Background: Our knowledge of Helicobacter pylori infection indicates that it is possible to eliminate ulcer disease and improve quality of life for ulcer patients. Treatment is evidence-based and cost-effective. However, though we now have the tools, we have not yet been able to eliminate ulcer disease from society. Dissemination of knowledge and treatment implementation have been problematic. In primary care, there is diagnostic and therapeutic chaos regarding this infection. Disagreement exists on indications for treatment. Expenditure on acid-reducing drugs has greatly increased. Clearly we are not treating all ulcer patients properly (undertreatment); instead we have incorporated H. pylori therapy ('test and treat') into our approach to dyspepsia (overtreatment). Anti-H. pylori therapy in patients with non-ulcer dyspepsia may increase costs because most patients still suffer from symptoms after antibiotic therapy, and therefore require further diagnostic procedures and prescription of new drugs. In order to redeem the great promise of H. pylori, we must focus less on new ulcer patients, because the incidence is rapidly decreasing in Western Europe. Prevalence of ulcer disease, however, is still high. Thus we need to focus more on prevalent cases. We ought to seek and treat those persons already known to have ulcer disease. Systematic 'case-finding' strategies must be performed using standard protocols. Only such 'disease management' programmes performed at the primary care level will suffice to eliminate ulcer disease while also being cost-effective.

溃疡疾病的疾病管理。
背景:我们对幽门螺杆菌感染的了解表明,它可以消除溃疡疾病,提高溃疡患者的生活质量。

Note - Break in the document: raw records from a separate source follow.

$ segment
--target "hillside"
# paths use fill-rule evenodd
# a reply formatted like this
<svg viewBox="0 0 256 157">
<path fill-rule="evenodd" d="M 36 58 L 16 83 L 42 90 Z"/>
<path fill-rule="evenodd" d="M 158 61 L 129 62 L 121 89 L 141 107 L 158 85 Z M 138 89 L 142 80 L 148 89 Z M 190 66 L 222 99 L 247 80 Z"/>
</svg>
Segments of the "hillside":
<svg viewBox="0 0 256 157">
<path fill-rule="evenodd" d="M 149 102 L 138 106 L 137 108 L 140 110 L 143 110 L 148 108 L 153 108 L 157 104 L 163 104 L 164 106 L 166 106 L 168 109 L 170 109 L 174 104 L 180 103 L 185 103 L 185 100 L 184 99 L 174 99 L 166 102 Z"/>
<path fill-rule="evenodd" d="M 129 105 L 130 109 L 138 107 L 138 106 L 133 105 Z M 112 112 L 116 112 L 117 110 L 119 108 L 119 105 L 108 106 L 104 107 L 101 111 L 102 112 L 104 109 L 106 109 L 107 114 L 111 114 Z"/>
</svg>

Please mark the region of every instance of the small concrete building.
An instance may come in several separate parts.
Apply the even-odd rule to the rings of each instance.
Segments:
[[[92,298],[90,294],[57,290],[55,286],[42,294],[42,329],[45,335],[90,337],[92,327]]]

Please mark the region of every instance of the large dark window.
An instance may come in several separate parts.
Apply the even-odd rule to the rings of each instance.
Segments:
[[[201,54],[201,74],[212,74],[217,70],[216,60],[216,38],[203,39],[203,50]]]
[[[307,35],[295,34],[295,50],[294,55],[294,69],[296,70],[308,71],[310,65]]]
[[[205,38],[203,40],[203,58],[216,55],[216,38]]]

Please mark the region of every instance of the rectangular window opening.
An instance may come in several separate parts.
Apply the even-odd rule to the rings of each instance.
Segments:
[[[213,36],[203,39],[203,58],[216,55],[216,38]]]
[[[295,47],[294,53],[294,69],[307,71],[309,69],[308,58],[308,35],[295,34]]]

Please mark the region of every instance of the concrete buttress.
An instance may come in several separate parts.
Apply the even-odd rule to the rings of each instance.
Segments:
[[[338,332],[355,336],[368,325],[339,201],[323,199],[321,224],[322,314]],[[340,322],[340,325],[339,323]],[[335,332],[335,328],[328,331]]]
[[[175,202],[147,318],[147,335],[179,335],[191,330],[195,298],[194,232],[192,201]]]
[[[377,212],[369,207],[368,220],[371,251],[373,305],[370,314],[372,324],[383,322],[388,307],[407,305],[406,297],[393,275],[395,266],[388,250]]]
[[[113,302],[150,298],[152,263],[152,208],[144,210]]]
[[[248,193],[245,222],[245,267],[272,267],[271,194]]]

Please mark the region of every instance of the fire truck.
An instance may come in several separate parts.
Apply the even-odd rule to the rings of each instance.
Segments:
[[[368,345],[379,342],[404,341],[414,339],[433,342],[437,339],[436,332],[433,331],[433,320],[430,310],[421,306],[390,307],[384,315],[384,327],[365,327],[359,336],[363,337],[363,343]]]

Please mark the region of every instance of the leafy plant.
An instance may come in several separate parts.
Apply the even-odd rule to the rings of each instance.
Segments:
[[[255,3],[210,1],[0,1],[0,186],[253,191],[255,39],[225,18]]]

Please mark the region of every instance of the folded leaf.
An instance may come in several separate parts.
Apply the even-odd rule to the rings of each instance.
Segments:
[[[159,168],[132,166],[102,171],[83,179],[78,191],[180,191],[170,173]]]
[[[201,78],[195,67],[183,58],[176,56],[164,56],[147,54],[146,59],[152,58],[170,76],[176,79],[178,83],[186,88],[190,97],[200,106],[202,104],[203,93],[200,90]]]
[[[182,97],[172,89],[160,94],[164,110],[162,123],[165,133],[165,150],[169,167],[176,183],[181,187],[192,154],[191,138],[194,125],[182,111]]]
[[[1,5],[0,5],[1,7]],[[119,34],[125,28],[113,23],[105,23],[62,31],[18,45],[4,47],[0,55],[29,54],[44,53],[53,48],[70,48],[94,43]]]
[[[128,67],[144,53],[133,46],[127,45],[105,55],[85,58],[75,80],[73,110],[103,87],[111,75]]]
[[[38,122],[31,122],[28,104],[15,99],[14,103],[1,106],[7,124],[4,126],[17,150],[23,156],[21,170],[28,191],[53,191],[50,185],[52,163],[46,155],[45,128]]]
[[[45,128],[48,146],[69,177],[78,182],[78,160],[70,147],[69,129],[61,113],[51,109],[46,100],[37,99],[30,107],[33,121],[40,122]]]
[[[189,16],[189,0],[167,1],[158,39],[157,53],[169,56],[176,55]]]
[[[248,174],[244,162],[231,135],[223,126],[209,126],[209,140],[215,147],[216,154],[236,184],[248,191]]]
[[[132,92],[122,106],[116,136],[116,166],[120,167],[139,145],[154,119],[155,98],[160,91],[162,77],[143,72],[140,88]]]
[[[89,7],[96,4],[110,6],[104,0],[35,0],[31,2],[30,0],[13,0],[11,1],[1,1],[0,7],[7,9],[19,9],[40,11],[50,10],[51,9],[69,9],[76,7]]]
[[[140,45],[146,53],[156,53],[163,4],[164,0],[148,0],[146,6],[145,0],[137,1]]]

治疗是循证且具有成本效益的。然而,尽管我们现在有了工具,我们还没有能够从社会上消除溃疡疾病。知识的传播和治疗的实施一直存在问题。在初级保健中,对这种感染的诊断和治疗存在混乱。在治疗的适应症上存在分歧。降酸药物的支出大大增加。显然,我们并没有正确治疗所有溃疡患者(治疗不足);相反,我们将幽门螺杆菌疗法(“检测和治疗”)纳入我们治疗消化不良(过度治疗)的方法中。Anti-H。对非溃疡性消化不良患者进行幽门螺杆菌治疗可能会增加费用,因为大多数患者在抗生素治疗后仍有症状,因此需要进一步的诊断程序和新药处方。为了挽回幽门螺杆菌的巨大希望,我们必须减少对新发溃疡患者的关注,因为西欧的发病率正在迅速下降。然而,溃疡的患病率仍然很高。因此,我们需要更多地关注流行病例。我们应该寻找和治疗那些已经知道有溃疡的人。必须使用标准方案执行系统的“病例发现”策略。只有在初级保健一级实施这种“疾病管理”规划才足以消除溃疡疾病,同时也具有成本效益。
本文章由计算机程序翻译,如有差异,请以英文原文为准。